この試合は非常に珍しい特別な一戦で、当初は10月26日の日曜日に開催が予定されていました。しかし、当時ドルフィンズの本拠地であったプロプレーヤースタジアム(現サンライフスタジアム)はメジャーリーグベースボールのフロリダマーリンズの本拠地でもありました。そしてその年マーリンズはクリーブランドインディアンスとワールドシリーズを戦ったんですが、その第7戦がマーリンズの本拠地で行われることになりました。
したがって、26日に予定されていたドルフィンズとベアーズの試合とワールドシリーズ第7戦が重なることになり、ドルフィンズの試合が翌日の27日に延期されることとなりました。その結果NFLではその週にマンデーナイトゲームが2試合行われることになったのです。

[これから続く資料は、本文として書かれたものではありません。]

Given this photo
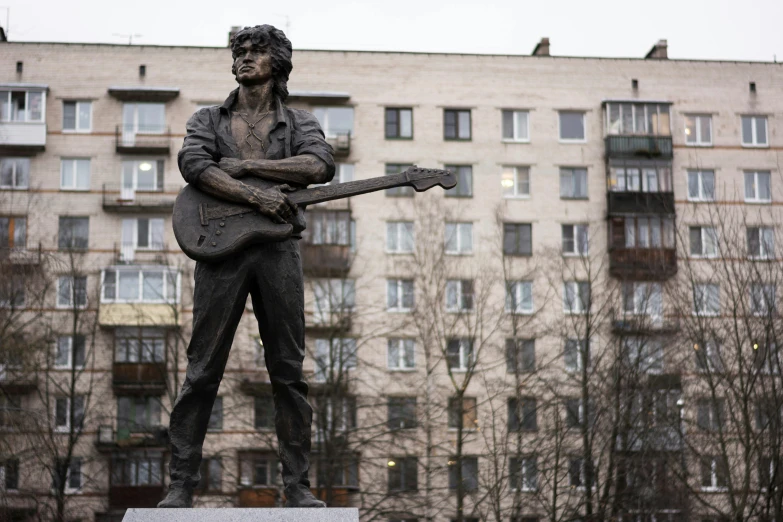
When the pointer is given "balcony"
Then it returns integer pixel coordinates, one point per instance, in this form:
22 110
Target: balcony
141 378
640 203
639 147
135 140
642 264
117 198
326 260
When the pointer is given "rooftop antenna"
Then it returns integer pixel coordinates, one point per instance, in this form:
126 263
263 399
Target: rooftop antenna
130 37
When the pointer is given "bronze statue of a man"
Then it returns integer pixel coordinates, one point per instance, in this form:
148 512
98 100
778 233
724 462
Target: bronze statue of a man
252 134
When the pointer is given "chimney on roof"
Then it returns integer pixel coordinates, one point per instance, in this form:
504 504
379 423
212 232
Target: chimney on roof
658 52
234 30
542 48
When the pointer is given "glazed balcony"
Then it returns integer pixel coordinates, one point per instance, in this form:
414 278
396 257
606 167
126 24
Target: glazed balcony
117 198
642 264
638 146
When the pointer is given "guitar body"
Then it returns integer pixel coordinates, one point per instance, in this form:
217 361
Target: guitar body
223 235
209 229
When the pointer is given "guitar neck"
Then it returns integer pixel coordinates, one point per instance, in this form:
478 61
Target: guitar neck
347 189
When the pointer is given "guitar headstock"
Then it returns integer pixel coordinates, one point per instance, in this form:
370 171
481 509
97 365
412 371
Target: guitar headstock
424 179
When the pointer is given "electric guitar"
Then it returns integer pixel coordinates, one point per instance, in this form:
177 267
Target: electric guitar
209 229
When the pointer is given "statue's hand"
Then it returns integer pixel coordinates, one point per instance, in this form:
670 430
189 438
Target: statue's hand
233 167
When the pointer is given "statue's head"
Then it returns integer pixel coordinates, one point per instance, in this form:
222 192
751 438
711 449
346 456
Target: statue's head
270 51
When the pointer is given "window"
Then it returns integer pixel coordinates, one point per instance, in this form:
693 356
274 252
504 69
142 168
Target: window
761 242
459 238
136 468
143 118
459 354
517 239
523 473
257 470
138 413
469 470
573 183
139 345
211 472
637 118
142 176
758 187
62 413
576 297
140 285
636 176
216 416
456 124
399 295
335 121
520 355
72 472
515 182
642 299
71 292
401 354
519 297
14 172
459 295
264 409
701 185
522 414
399 123
74 174
575 352
754 131
399 192
77 116
402 413
74 233
643 355
642 232
714 473
403 474
333 296
575 240
708 357
762 299
698 129
9 474
399 237
13 232
22 106
706 299
572 126
704 241
464 187
709 414
516 125
333 357
70 351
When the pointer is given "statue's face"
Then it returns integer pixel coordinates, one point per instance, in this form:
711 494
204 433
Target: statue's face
253 64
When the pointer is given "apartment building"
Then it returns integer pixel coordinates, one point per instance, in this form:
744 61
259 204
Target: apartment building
575 174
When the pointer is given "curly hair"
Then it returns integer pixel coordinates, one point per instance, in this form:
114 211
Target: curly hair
279 49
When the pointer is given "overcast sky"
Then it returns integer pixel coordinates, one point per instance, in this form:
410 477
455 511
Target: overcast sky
700 29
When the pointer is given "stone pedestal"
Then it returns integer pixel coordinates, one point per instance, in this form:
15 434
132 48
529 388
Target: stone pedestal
243 515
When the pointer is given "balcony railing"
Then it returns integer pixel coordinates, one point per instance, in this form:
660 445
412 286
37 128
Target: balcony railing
117 198
640 203
150 139
139 377
642 264
639 147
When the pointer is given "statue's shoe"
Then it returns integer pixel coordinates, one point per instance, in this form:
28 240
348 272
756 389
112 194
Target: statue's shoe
177 497
301 496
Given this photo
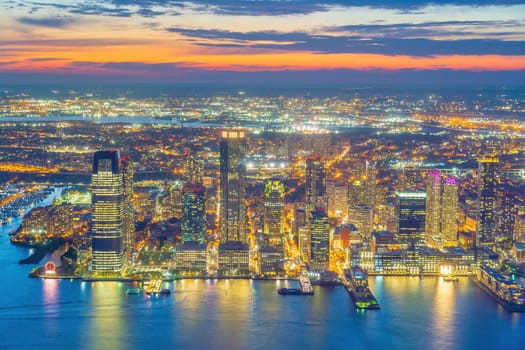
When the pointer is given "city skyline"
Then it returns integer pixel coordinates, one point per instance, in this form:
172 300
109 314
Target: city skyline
263 41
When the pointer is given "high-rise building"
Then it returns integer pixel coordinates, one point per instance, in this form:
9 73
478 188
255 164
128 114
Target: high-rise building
192 168
273 212
362 217
449 212
193 225
337 195
433 205
320 240
410 214
487 201
232 213
315 184
128 214
108 250
369 179
507 212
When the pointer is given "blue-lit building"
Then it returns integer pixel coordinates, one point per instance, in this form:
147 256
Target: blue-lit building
320 240
108 248
410 215
193 226
487 201
232 214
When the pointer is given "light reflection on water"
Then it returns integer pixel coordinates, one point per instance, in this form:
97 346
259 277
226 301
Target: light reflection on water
415 313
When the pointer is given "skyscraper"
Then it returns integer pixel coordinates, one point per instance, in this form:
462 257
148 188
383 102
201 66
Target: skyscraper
193 226
433 205
107 212
410 214
320 240
487 201
449 212
273 212
315 182
192 168
128 215
232 224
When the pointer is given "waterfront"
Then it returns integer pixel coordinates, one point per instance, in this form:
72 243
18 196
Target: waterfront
242 314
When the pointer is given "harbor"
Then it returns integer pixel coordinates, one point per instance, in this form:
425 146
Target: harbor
305 285
355 281
501 288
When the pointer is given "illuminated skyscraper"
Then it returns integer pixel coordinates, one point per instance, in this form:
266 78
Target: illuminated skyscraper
449 212
433 205
487 201
320 240
273 212
193 226
107 213
410 214
192 168
128 218
337 198
315 184
232 212
507 212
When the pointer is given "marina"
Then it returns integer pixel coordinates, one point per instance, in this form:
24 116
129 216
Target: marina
305 286
355 281
504 290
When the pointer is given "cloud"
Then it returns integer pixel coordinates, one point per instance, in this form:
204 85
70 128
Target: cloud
362 42
154 8
84 73
52 22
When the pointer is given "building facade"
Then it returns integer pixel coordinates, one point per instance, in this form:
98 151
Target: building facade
108 249
232 214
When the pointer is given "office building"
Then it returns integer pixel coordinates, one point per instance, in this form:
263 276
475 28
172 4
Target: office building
232 214
128 212
320 240
315 183
108 249
487 201
449 212
193 225
410 214
273 212
433 205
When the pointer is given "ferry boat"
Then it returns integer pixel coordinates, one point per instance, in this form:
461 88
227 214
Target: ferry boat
294 291
507 292
450 279
134 291
356 283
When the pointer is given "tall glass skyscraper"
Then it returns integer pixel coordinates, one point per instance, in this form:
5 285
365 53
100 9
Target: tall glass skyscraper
433 204
320 240
273 212
487 201
128 219
315 181
410 214
232 213
193 226
107 213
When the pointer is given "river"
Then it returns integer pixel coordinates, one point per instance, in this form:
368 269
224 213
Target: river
416 313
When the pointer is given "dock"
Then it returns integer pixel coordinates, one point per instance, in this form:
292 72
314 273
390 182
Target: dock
355 281
305 283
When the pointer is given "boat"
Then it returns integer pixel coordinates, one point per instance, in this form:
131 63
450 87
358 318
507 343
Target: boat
450 279
134 291
502 289
294 291
355 280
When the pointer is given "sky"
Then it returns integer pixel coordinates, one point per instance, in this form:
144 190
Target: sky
263 41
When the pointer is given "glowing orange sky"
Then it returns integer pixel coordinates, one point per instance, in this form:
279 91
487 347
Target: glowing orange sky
39 42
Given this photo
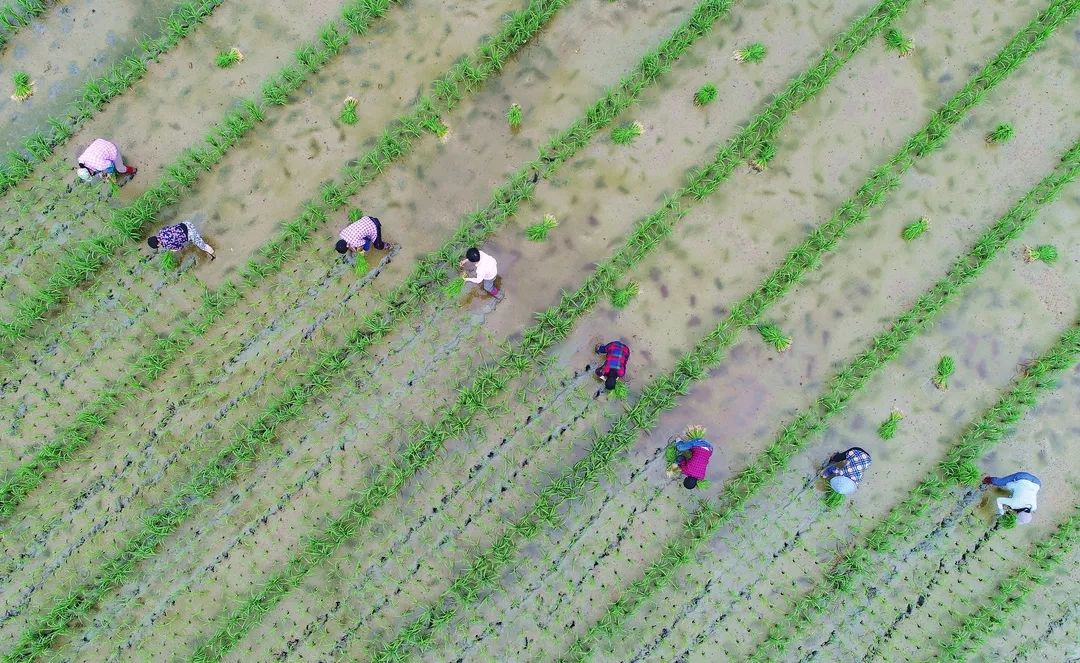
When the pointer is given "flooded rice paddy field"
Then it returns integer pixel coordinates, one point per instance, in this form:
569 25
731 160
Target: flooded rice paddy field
319 537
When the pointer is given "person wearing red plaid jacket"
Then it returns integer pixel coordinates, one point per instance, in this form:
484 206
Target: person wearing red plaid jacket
616 355
845 470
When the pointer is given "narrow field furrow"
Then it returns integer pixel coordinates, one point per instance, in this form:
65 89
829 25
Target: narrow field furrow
96 92
394 144
82 261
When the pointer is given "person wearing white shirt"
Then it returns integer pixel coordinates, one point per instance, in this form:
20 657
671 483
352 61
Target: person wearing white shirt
482 269
1023 488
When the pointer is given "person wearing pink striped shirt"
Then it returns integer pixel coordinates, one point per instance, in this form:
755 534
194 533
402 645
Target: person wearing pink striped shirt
103 158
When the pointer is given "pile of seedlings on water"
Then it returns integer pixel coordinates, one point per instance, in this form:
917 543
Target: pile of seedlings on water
895 40
514 116
945 368
1043 253
889 427
24 86
706 94
753 53
621 297
229 57
915 229
773 337
626 133
1000 134
539 231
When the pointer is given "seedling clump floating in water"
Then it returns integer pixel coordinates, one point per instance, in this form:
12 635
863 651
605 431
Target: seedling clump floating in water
895 40
706 94
945 368
888 428
1002 133
229 57
753 53
626 133
773 337
915 229
538 231
349 111
1044 253
514 116
622 296
24 86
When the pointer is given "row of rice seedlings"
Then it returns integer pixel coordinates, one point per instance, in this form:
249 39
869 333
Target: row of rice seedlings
553 324
270 259
1012 592
794 436
663 393
426 281
905 517
98 91
17 14
83 260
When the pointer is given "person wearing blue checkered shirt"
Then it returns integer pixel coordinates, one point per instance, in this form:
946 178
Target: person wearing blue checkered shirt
845 470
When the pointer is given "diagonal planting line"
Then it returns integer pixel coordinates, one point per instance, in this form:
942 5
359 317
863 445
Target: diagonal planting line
902 519
82 261
394 144
99 91
842 388
1012 592
662 394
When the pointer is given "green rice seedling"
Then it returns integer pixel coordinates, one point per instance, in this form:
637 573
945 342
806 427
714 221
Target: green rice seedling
229 57
621 297
895 40
753 53
24 86
349 111
833 499
888 428
514 116
773 337
626 133
706 94
945 368
1000 134
915 228
538 231
1044 253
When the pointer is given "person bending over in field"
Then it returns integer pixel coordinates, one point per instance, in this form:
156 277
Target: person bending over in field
1023 488
362 235
845 470
100 159
482 269
617 353
175 238
691 459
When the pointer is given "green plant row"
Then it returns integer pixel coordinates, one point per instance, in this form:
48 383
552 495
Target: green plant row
17 14
146 367
98 91
842 387
657 396
903 519
1011 594
127 222
663 393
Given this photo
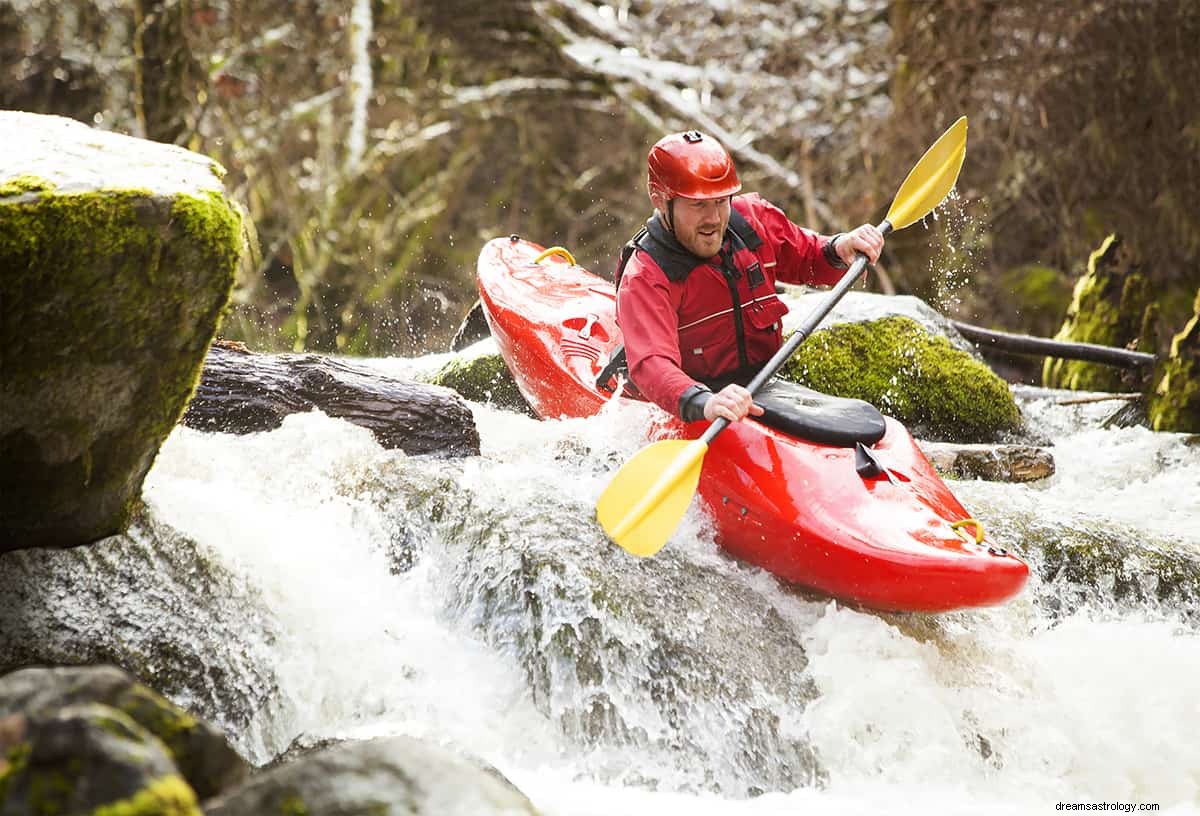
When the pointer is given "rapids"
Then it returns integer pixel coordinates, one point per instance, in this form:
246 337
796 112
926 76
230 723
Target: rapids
475 603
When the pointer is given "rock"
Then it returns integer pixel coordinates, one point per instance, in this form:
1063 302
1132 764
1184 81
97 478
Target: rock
903 357
151 601
1080 564
198 751
480 373
119 256
1015 463
245 393
936 389
388 777
88 759
1174 401
1109 307
865 307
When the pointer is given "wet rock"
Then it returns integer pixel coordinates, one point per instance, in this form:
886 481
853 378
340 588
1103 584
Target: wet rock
1085 565
479 373
1019 463
119 255
150 601
88 759
936 389
388 777
1174 400
201 753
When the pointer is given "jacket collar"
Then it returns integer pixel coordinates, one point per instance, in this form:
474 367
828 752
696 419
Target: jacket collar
677 261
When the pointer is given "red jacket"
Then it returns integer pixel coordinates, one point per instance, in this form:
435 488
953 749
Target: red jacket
681 315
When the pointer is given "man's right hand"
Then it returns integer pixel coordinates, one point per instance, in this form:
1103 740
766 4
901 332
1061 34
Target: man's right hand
732 402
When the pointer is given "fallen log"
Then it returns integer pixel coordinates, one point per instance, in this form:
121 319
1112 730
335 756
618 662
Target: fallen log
246 393
1019 463
1013 343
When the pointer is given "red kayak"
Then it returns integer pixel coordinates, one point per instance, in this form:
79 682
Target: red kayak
893 539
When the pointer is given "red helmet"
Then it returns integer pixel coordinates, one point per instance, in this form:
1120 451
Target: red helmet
691 166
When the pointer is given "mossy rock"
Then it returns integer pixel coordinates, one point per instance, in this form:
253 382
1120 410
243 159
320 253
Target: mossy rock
1080 565
90 759
384 775
1113 305
119 257
937 390
479 373
1174 402
199 751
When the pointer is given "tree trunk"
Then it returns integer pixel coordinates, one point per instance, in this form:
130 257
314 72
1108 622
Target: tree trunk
1055 348
245 393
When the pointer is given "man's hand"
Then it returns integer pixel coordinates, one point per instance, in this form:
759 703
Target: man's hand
732 402
867 239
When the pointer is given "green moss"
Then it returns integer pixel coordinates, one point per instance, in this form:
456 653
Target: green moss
293 805
168 723
168 796
1108 309
940 391
484 378
51 792
107 306
25 184
15 763
1174 402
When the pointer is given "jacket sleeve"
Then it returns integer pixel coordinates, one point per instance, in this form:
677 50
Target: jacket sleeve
648 317
803 256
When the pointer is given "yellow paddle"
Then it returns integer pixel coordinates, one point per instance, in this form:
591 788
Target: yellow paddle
645 502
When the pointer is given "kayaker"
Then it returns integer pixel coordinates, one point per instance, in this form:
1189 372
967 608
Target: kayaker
696 287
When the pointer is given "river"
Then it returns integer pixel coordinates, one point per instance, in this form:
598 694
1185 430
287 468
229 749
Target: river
473 601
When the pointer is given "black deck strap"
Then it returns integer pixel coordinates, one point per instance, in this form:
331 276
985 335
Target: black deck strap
865 465
617 365
808 414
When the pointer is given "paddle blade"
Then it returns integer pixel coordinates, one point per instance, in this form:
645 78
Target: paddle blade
645 502
931 179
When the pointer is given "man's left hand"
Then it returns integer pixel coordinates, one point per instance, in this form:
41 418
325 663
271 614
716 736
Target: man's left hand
865 239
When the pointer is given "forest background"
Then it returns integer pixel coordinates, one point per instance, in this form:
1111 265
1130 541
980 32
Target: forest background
377 144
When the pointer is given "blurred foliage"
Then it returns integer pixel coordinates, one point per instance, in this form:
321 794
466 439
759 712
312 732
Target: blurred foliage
378 143
1085 120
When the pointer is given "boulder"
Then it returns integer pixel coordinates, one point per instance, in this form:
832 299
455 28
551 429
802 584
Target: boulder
119 256
1113 305
479 373
197 750
151 601
939 390
390 777
897 353
1174 401
87 759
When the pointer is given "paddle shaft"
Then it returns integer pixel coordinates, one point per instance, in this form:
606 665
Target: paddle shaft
802 333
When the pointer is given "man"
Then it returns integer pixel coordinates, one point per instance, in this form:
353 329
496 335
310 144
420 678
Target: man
696 287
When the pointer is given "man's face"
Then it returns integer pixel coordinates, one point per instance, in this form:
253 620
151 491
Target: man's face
699 223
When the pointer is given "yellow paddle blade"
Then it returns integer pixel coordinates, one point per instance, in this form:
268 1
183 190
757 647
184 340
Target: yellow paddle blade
645 502
931 179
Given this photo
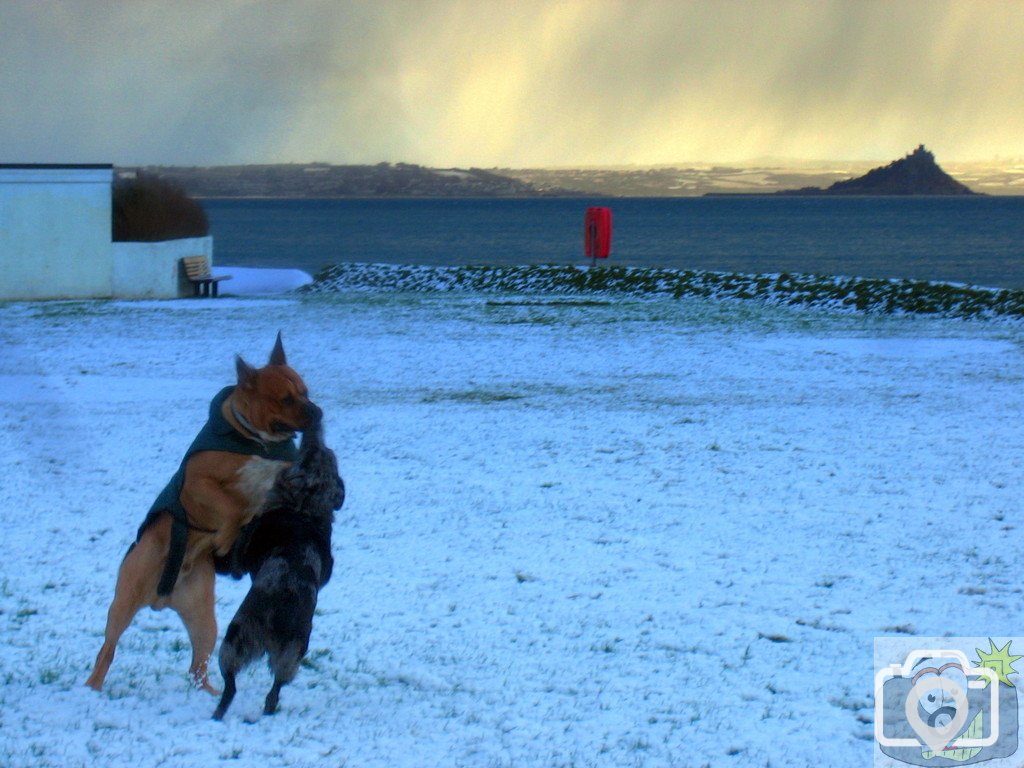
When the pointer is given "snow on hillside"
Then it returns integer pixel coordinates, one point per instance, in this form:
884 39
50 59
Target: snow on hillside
635 531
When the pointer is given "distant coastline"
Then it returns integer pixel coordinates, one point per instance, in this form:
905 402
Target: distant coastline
402 180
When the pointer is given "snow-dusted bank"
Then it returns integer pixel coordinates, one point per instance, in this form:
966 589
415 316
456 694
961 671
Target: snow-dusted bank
629 530
858 294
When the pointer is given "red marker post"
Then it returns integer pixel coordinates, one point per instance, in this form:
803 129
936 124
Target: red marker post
597 233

試合開始前はドルフィンズが圧倒的に有利だとされていました。それもそのはずで、この年ベアーズは開幕から7連敗を喫しており、1勝もできないままこの試合を迎えていました。しかし第1Qにいきなりターンオーバーを喫してベアーズに先制を許したドルフィンズは、第2QにもQBダン・マリーノがエンドゾーン内でQBサックを浴びてセーフティを献上するなど、前半を終わって13-15とベアーズにリードを許しました。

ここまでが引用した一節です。